The animals of the Cambrian Explosion are somewhat “alien” in appearance, although a closer inspection reveals their body type is still found today. One of the more eerie animals was the Anomalocaris, a flying-through-the-water multi-legged arthropod (think crabs, lobsters and insects with their jointed and segmented exoskeletons) with two large eyes and two spike-lined limbs used to capture its prey. This animal was the Great White Shark of the ancient sea, a terror to all other animals of the Cambrian. Then there is Hullucigenia, a spindly-legged weirdo with a series of defensive spines on its back.

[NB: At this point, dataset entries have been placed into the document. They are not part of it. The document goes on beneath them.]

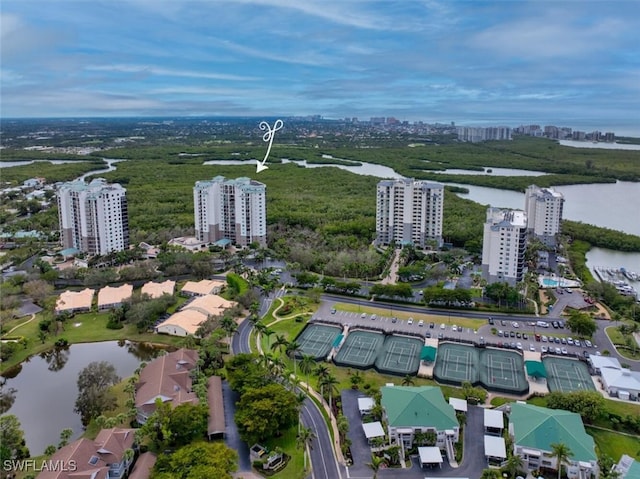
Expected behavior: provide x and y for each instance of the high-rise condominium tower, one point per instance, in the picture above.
(230, 209)
(544, 213)
(409, 212)
(93, 217)
(504, 245)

There are also trilobites, segmented shelled animals whose most famous fossil in recent years came from along the shore of Hudson Bay near Churchill. The Churchill trilobite (now in the Manitoba Museum) is from 445 million years ago and measures 70 centimetres in length, which until an announcement from Spain this month was the largest fossil trilobite ever found.

For our species, the one fossil of greatest importance found in the Burgess Shale is the Pikaia glacilens, a chordate, which swam through the water by contracting the muscles of its body wall, sending out a series of waves along its body, just as fish do today. Chordates have a stiff internal rod (notochord) running along almost the entire length of its body — the beginning of a backbone. From the chordate fish came fish with a backbone, progressing to amphibians, reptiles and mammals. 

From such humble beginnings as the Pikaia  arose man.